— В качестве депутата или просто члена партии? Двадцать пять лет, три месяца и два дня.
— О.
Она глухо прокашлялась.
— Вам лучше узнать заранее, что Парламент ненавидит женщин. Ненавидит их. Будьте осторожны.
Уилл выступил со своей первой речью в октябре, когда депутаты собрались после продолжительного отпуска. Накануне вечером мы спорили, какого цвета костюм он должен надеть. Я выбрала серый. Он предпочитал синий. Разве это имело значение? Видимо, да. Цвета (как считали аппаратчики) имели тайное значение. Меня несколько озадачило это открытие.

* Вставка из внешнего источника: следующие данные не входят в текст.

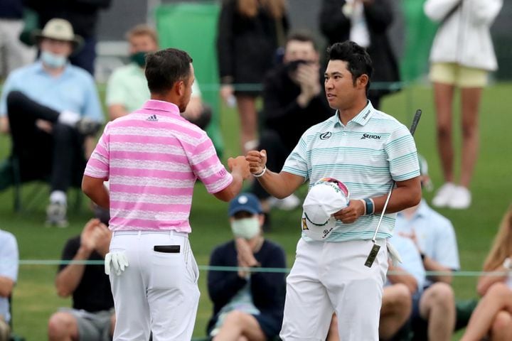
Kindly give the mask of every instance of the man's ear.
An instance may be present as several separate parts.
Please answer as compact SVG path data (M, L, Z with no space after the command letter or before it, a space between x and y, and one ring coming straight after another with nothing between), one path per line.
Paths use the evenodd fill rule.
M366 87L366 85L368 85L368 75L366 75L366 73L363 73L363 75L359 76L357 80L356 80L356 85L359 88Z
M185 94L185 82L183 80L178 80L174 83L174 87L177 94L183 96L183 94Z

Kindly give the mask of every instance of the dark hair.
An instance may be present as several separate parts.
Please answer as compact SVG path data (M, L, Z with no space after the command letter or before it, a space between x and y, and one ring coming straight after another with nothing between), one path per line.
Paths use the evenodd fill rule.
M373 73L373 65L366 48L351 40L335 43L327 48L327 56L329 60L343 60L347 63L347 70L352 75L354 85L356 80L361 75L367 75L368 82L366 85L366 94L368 94L370 81Z
M300 30L291 32L287 37L286 43L287 44L292 40L301 41L302 43L311 43L313 44L313 48L315 50L318 50L318 45L316 45L314 38L313 38L313 36L308 31Z
M190 77L188 53L176 48L166 48L146 55L146 79L151 94L161 94L174 83Z

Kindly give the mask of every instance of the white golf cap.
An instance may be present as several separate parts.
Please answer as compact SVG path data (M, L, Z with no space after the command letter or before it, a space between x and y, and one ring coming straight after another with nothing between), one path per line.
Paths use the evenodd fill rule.
M314 240L325 240L336 227L334 213L348 205L348 190L338 180L318 180L306 196L302 208L302 232Z

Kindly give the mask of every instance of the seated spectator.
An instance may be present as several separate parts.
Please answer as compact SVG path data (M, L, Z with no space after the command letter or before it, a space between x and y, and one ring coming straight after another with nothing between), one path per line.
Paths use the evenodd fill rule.
M462 341L512 340L512 205L505 213L484 271L498 271L479 278L477 291L482 296L471 315Z
M418 156L422 187L428 188L428 166L425 158ZM426 271L444 273L428 276L422 292L414 298L411 322L415 337L450 340L457 319L451 273L460 268L452 223L423 200L398 213L394 231L414 242Z
M149 99L144 77L145 55L158 50L156 31L145 24L137 25L127 33L131 63L112 72L107 86L107 105L110 119L124 116L142 107ZM211 109L203 103L197 80L192 85L192 97L181 116L204 129L210 122Z
M92 219L80 236L68 240L63 264L55 278L60 297L73 296L73 308L61 308L48 321L50 341L111 340L115 317L110 281L104 265L79 261L103 261L109 251L112 232L97 219Z
M9 298L18 278L18 244L16 237L0 229L0 341L8 341L11 333Z
M282 323L285 274L249 269L285 268L284 251L263 237L265 217L254 195L242 193L231 200L229 216L235 238L213 250L210 266L241 269L208 271L208 293L213 302L208 335L218 341L272 340Z
M412 297L421 293L425 279L420 254L408 238L394 235L389 239L402 258L401 264L390 260L388 281L384 286L379 338L393 340L409 320L412 309ZM331 321L327 341L339 341L336 315Z
M102 113L92 77L68 63L80 41L69 22L53 19L36 36L40 59L4 85L0 130L10 130L22 181L50 178L47 222L65 227L66 191L80 185Z
M321 86L319 59L315 42L308 33L292 33L287 40L283 64L265 78L264 128L257 149L267 150L270 169L280 170L302 134L334 114ZM270 226L271 204L277 200L270 197L258 181L253 183L251 192L262 201L265 226ZM275 203L282 209L294 209L299 204L294 195Z

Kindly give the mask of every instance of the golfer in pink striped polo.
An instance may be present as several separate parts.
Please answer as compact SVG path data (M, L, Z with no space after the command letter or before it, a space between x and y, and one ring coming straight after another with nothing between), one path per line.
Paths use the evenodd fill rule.
M199 301L187 238L194 184L199 179L229 201L249 166L243 156L230 158L228 173L206 134L180 116L194 80L190 56L166 49L146 62L151 99L107 125L82 188L110 210L105 272L115 305L114 340L146 340L150 331L154 341L191 340Z

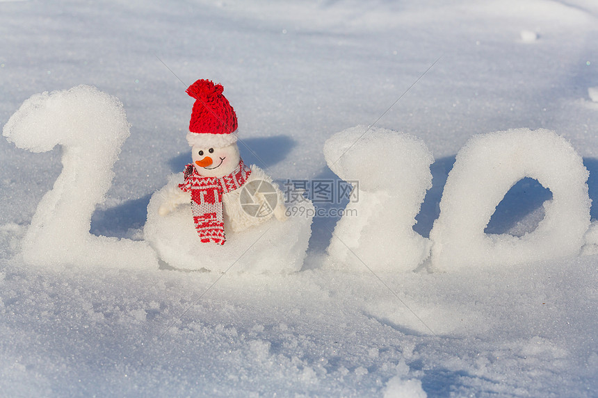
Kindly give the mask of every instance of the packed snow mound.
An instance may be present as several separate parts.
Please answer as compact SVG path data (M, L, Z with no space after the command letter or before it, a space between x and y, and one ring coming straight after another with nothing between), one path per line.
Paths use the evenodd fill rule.
M448 174L430 234L435 268L508 266L574 256L590 226L589 173L563 138L518 128L474 136ZM520 238L484 233L505 194L524 177L553 194L544 219Z
M158 213L165 192L178 190L182 182L182 173L171 175L166 185L152 196L147 206L145 240L169 266L180 270L252 273L287 273L301 269L315 213L310 201L302 203L308 210L306 213L312 215L309 217L290 217L284 222L273 217L241 232L229 231L225 222L223 245L202 243L191 206L179 206L165 216Z
M120 101L86 85L34 94L10 117L3 135L17 147L33 152L62 149L62 173L40 201L22 242L26 263L157 267L147 244L89 233L129 134Z
M410 271L429 255L413 231L434 161L423 142L385 128L357 126L324 144L328 167L350 182L357 198L337 223L328 249L333 264L365 270ZM363 264L362 264L362 263Z

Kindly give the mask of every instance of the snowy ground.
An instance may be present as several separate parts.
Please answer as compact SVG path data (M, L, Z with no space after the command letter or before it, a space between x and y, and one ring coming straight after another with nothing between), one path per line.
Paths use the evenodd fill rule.
M474 134L556 131L583 156L598 200L597 22L592 0L0 1L0 124L44 91L86 84L119 98L131 135L91 232L138 238L150 196L191 157L184 90L195 79L224 85L251 149L241 146L244 160L280 182L334 178L324 142L405 94L377 126L420 138L435 156L414 228L427 236ZM288 275L111 258L27 265L22 238L60 153L3 138L0 153L3 395L598 394L596 255L373 274L326 266L337 218L318 217L302 271ZM499 206L492 232L533 229L547 197L532 183Z

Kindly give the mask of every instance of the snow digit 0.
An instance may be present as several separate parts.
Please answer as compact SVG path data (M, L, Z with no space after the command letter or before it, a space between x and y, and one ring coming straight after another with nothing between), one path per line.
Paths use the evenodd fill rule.
M157 268L146 242L89 233L129 134L120 101L85 85L33 95L10 117L3 135L18 147L33 152L62 147L62 173L40 201L22 242L26 263Z
M430 241L413 231L432 186L432 153L419 139L385 128L348 128L328 139L328 167L358 181L359 200L348 204L328 251L334 263L361 262L373 270L410 271L428 256ZM356 213L356 215L355 215Z
M577 254L590 226L589 173L571 144L547 130L512 129L470 139L459 151L430 238L439 270L503 266ZM524 177L553 194L544 217L521 238L484 233L505 194Z

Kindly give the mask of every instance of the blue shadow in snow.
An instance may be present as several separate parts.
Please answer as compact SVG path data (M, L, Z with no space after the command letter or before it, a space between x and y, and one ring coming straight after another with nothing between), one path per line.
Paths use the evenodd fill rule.
M96 210L91 217L90 233L97 235L129 238L130 229L143 228L147 218L152 195L128 200L110 208Z

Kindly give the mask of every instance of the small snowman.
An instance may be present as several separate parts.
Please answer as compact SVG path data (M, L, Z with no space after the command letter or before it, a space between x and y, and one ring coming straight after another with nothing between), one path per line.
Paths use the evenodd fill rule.
M187 89L195 99L186 136L193 163L185 167L184 182L165 192L158 210L163 217L191 201L200 240L218 244L226 241L225 228L239 232L273 215L286 219L282 194L272 179L241 158L236 115L223 91L209 80L198 80Z

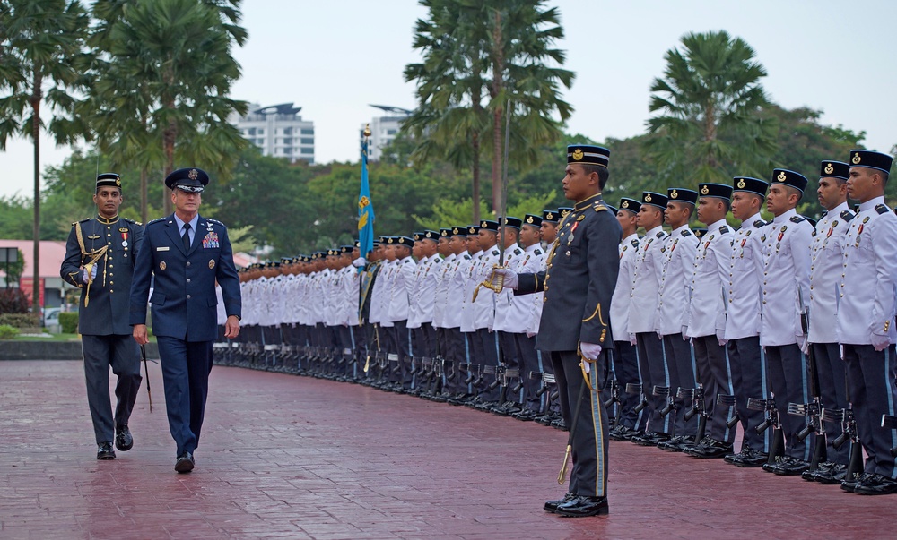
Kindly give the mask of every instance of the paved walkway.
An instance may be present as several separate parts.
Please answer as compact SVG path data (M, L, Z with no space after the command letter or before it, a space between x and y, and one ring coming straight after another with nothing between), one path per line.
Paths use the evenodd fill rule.
M893 538L897 497L612 442L611 515L542 510L566 433L348 383L216 366L174 472L158 365L97 461L79 362L0 362L2 538Z

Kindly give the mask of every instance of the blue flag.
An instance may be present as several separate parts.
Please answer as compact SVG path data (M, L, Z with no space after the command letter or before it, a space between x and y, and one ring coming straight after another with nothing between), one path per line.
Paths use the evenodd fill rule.
M368 186L368 142L361 143L361 188L358 193L358 248L362 257L374 249L374 205ZM361 269L358 269L361 271Z

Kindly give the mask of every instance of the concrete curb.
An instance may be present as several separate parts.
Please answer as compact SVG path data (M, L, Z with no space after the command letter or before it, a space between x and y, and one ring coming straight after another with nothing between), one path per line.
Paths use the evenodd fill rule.
M146 357L159 358L154 341L146 344ZM82 360L81 341L0 341L0 360Z

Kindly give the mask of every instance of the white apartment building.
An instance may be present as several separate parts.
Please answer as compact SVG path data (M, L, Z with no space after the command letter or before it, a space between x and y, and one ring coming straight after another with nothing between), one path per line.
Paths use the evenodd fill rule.
M284 158L291 163L298 159L315 163L315 124L302 120L300 107L282 103L261 107L249 105L245 116L232 117L243 137L262 150L264 156Z
M370 119L370 143L368 145L368 161L379 161L383 156L383 149L398 135L402 121L407 118L412 111L386 105L371 105L370 107L375 107L388 113L386 116L376 116ZM363 124L361 133L364 133Z

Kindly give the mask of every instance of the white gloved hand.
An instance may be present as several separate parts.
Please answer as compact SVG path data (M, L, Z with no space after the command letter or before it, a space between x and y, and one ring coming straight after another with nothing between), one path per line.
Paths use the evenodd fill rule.
M516 289L518 279L517 279L517 272L510 270L509 268L497 268L493 270L496 274L500 276L504 276L504 287Z
M87 283L88 281L90 281L91 279L93 279L96 277L97 277L97 265L96 264L94 264L93 266L91 267L91 275L90 275L90 277L88 277L88 275L87 275L87 269L86 268L82 269L82 270L81 270L81 280L83 281L84 283Z
M888 338L887 334L884 336L872 334L872 347L875 347L876 351L883 351L889 345L891 345L891 339Z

— Я понимаю, что это ерунда, — решительно утверждал он, — но в этот раз, думаю, я должен послушать советников.
Я потерла плечи, затвердевшие от напряжения.
— Ну-ка, сделай несколько глубоких вдохов и выдохов. Расслабь мышцы.
Я не сказала Уиллу, что у меня самой от волнения сосет под ложечкой. Я должна была наблюдать, какое впечатление произведет Уилл на своих соратников, когда поднимется на ноги и будет говорить о социальной пользе удешевления жилья. Это первое выступление повлияет на его будущее — и мое.
— Я не должен испортить эту игру, Фанни, — сказал он.
— Мы с твоей сестрой не подведем, — заверила его я. — У нас отличные места на галерее, откуда прекрасно видны все лысины.
Он издал приглушенный смешок.
Речь Уилла приняли хорошо.
По крайне мере, я так думаю, потому что, когда он поднялся на ноги, откашлялся и заговорил легко и свободно, мое внимание переключилось на другие предметы.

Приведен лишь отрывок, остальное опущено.